Nicht nur die Regierung der USA macht sich offener Rechtsbrüche schuldig. Es genügt, zwei der engsten Verbündeten Bushs in der Weltpolitik anzusehen - die Regierung Scharon in Israel und die Regierung Berlusconi in Italien - um zu erkennen, dass die Regierungskriminalität ein allgemeiner Trend ist.

Soziale Ungleichheit, Angriffe auf die Demokratie, die Zunahme von Konflikten zwischen den Imperialisten, das Aufflammen des Militarismus - alle diese Merkmale des heutigen Kapitalismus zeigen, dass sich eine Krise von historischen Ausmaßen zusammenbraut. In vieler Hinsicht ähnelt die heutige Weltpolitik der unheilschwangeren Lage vor dem Ersten Weltkrieg.

Wie die größten Marxisten jener Zeit - in erster Linie Lenin, Luxemburg und Trotzki - damals erkannten, bedeutete der Ausbruch eines imperialistischen Krieges zwischen den Großmächten nicht nur eine Katastrophe für die Menschheit, sondern zeigte auch, dass die objektiven Voraussetzungen für die sozialistische Weltrevolution herangereift waren.

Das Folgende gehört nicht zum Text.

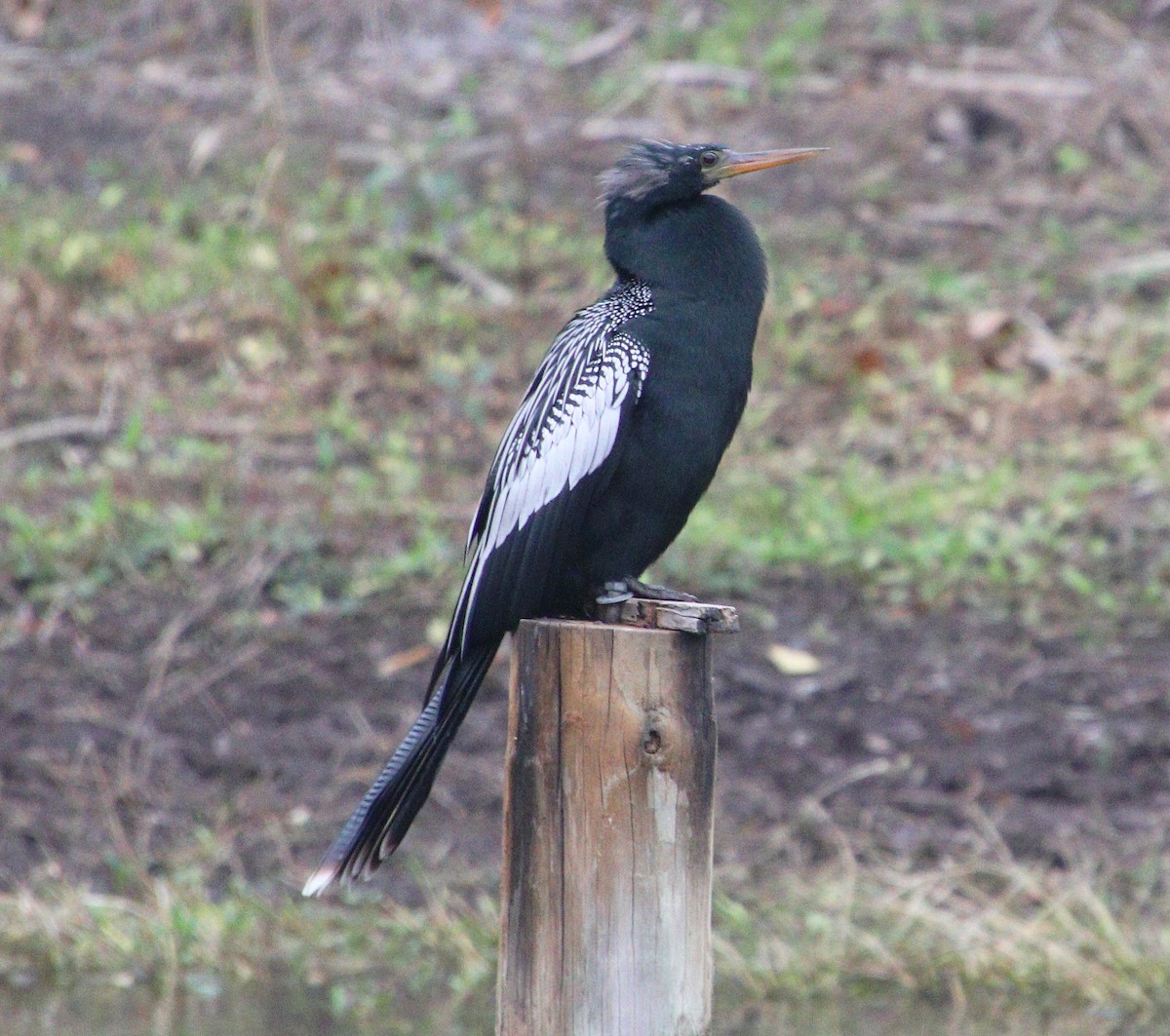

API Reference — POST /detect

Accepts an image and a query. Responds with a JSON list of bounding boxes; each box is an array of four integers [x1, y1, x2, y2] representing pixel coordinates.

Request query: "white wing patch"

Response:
[[476, 335, 648, 556], [448, 334, 649, 649], [443, 281, 654, 658]]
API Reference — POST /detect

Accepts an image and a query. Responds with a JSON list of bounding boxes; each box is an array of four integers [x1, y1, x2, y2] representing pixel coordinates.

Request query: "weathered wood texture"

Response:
[[497, 621, 715, 1036]]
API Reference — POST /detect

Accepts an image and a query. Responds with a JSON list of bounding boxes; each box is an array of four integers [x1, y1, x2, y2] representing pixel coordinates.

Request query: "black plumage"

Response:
[[305, 141, 817, 895]]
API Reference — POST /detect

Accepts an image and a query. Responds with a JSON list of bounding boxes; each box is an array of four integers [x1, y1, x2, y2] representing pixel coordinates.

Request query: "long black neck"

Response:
[[604, 194, 767, 326]]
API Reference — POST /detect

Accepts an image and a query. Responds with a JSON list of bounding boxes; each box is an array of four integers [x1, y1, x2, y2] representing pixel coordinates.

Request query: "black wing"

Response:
[[437, 282, 650, 675], [296, 282, 649, 896]]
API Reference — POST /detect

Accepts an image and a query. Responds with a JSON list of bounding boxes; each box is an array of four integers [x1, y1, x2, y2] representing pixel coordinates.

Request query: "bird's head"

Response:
[[602, 140, 825, 210]]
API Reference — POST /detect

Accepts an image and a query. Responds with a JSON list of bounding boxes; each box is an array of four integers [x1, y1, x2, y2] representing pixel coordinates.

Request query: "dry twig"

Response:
[[0, 370, 118, 452]]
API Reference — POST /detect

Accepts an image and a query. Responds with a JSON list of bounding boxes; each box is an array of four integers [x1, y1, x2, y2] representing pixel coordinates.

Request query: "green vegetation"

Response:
[[0, 856, 1170, 1032], [0, 157, 1170, 635]]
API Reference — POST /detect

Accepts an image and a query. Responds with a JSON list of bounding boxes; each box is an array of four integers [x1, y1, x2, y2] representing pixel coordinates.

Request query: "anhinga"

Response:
[[304, 141, 821, 896]]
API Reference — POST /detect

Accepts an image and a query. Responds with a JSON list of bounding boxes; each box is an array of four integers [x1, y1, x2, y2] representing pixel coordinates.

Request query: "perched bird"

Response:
[[304, 141, 823, 896]]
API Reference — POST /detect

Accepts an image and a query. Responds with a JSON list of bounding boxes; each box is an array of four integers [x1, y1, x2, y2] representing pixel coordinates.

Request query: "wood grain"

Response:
[[498, 620, 716, 1036]]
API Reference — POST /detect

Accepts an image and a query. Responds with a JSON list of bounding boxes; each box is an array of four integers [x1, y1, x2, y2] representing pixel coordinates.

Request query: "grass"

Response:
[[7, 25, 1170, 1032], [0, 160, 1170, 621], [0, 859, 1170, 1032]]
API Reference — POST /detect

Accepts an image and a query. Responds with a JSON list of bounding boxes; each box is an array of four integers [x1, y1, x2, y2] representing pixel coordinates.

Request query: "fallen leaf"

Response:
[[767, 644, 821, 675]]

Wie Trotzki im Jahr 1915 unerhört glänzend und vorausschauend darlegte, entsprang der imperialistische Krieg dem Widerspruch zwischen der Weltwirtschaft und den unerträglich engen Grenzen des Nationalstaatensystems, an das der Kapitalismus gebunden war. Lenin erbrachte in seinem monumentalen Werk über den Imperialismus von 1916 den theoretischen Nachweis, dass der imperialistische Krieg, wenn man seine objektive historische Bedeutung wertete, den Anbruch einer Epoche von Kriegen und Revolutionen anzeigte. Auf dieser Grundlage traf er die politischen, theoretischen und organisatorischen Vorbereitungen auf die Revolution in Russland, die er als ein Glied in der Kette der sozialistischen Weltrevolution auffasste. Beide, sowohl Lenin als auch Trotzki, führten auf etwas unterschiedlichen Wegen den Zusammenbruch der Zweiten Internationalen und deren Verrat an der Arbeiterklasse auf die objektiven Bedingungen des imperialistischen Kapitalismus und auf die Krise des kapitalistischen Systems auf Weltebene zurück.

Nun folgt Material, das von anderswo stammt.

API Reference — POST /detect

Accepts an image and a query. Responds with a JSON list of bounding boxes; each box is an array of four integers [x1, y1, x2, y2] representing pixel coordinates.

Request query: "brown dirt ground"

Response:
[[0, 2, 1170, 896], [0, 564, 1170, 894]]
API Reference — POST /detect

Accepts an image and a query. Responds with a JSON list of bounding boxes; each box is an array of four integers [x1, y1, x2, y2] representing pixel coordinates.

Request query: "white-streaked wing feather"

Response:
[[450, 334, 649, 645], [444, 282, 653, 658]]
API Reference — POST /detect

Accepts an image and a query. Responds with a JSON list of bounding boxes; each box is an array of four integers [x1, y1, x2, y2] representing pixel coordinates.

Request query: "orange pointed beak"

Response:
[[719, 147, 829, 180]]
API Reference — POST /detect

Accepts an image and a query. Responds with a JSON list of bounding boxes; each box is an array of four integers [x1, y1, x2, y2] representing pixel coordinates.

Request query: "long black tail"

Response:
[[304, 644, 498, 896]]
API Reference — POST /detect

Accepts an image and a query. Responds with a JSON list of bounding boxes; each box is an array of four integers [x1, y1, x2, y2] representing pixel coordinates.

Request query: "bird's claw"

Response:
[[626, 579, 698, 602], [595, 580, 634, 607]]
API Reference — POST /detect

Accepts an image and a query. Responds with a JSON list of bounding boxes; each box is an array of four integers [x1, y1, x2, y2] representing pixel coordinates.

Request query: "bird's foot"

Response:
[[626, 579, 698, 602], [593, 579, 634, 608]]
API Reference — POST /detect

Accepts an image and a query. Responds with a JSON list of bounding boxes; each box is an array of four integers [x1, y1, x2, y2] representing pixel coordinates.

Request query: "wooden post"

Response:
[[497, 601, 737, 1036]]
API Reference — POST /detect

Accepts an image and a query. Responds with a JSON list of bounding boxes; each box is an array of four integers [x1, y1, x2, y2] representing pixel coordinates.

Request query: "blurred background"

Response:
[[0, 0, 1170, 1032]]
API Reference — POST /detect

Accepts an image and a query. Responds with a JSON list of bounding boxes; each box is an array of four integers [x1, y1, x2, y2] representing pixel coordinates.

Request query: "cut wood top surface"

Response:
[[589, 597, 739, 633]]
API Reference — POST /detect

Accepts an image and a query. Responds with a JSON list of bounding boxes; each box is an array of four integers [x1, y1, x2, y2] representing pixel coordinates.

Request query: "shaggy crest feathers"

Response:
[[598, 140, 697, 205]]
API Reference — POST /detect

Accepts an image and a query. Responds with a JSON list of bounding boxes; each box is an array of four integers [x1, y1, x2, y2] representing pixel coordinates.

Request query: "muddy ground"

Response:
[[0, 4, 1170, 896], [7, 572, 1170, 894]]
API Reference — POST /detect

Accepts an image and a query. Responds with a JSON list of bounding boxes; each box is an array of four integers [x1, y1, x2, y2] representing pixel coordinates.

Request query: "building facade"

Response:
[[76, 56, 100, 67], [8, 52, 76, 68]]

Die russische Revolution von 1917 war die praktische Bestätigung dieser großartigen und tiefgründigen historischen Perspektive. Ungeachtet des tragischen Schicksals der Sowjetunion war sie der historische Antipode zur kapitalistischen Barbarei und ein Zeichen der Hoffnung für künftige Generationen.

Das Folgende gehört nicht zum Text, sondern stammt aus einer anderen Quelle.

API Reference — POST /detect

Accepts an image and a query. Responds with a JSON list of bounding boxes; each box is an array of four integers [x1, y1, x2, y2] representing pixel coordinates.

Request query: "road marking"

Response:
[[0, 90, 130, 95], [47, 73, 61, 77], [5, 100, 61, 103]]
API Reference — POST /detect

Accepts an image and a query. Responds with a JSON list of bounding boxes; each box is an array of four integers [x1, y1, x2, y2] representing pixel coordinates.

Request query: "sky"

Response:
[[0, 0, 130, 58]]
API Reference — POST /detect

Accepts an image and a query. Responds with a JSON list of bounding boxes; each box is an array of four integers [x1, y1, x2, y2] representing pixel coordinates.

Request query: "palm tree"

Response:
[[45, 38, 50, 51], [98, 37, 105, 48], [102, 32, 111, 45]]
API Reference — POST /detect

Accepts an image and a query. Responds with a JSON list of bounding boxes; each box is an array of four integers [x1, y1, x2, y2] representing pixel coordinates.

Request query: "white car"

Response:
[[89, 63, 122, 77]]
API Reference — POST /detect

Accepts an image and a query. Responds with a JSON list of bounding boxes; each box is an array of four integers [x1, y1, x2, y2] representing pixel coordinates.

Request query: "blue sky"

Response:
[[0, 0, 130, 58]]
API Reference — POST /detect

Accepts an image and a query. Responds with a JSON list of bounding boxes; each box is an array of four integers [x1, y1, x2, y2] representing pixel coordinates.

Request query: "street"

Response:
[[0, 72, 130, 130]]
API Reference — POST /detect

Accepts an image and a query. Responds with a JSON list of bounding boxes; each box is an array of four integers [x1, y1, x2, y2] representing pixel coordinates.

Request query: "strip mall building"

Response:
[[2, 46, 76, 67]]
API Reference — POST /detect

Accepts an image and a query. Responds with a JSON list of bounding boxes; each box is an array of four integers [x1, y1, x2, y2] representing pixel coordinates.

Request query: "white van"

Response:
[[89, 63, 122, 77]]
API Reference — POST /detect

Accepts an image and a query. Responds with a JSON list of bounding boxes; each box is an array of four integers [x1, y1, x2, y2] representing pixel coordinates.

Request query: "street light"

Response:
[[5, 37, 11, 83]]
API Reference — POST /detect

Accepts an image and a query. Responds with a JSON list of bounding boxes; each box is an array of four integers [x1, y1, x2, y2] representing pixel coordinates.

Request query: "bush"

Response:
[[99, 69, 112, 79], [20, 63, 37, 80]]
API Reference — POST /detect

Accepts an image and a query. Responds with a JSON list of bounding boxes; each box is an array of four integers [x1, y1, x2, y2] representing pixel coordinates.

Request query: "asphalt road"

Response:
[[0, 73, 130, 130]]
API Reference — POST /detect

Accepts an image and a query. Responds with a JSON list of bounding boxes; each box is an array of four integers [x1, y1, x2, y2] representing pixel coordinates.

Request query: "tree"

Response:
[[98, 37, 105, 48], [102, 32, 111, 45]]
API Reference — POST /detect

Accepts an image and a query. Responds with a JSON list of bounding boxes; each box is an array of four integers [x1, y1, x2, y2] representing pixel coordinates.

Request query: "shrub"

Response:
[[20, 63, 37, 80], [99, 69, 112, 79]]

Wer die Welt heute mit denselben Augen sieht wie die Menschewiki vor nahezu neunzig Jahren, vermag nur den Triumph der Reaktion auf der ganzen Linie wahrzunehmen. Wir hingegen erkennen, dass erneut die objektiven Voraussetzungen entstehen, unter denen die sozialistische Arbeiterbewegung zu neuem Leben erstehen und eine neue Offensive der internationalen Arbeiterklasse einsetzen kann. Das Wachstum von Leserschaft und Einfluss der World Socialist Web Site ist ganz ohne Zweifel eine objektive Bestätigung dieser Perspektive. Wir sind überzeugt davon, dass die WSWS eine entscheidende Rolle spielt. Sie wird die Führung einer neuen, revolutionären internationalen Bewegung der Arbeiterklasse zusammenbringen und politisch ausbilden.

Ende

Siehe auch:
Der Krieg in Afghanistan und die Krise der politischen Herrschaft in Amerika - Teil 1
(14. März 2002)
Der Krieg in Afghanistan und die Krise der politischen Herrschaft in Amerika - Teil 2
( 16. März 2002)
Der Krieg in Afghanistan und die Krise der politischen Herrschaft in Amerika - Teil 3
(19. März 2002)
Die weltgeschichtliche Bedeutung der politischen Krise in den Vereinigten Staaten
( 16. Februar 2001)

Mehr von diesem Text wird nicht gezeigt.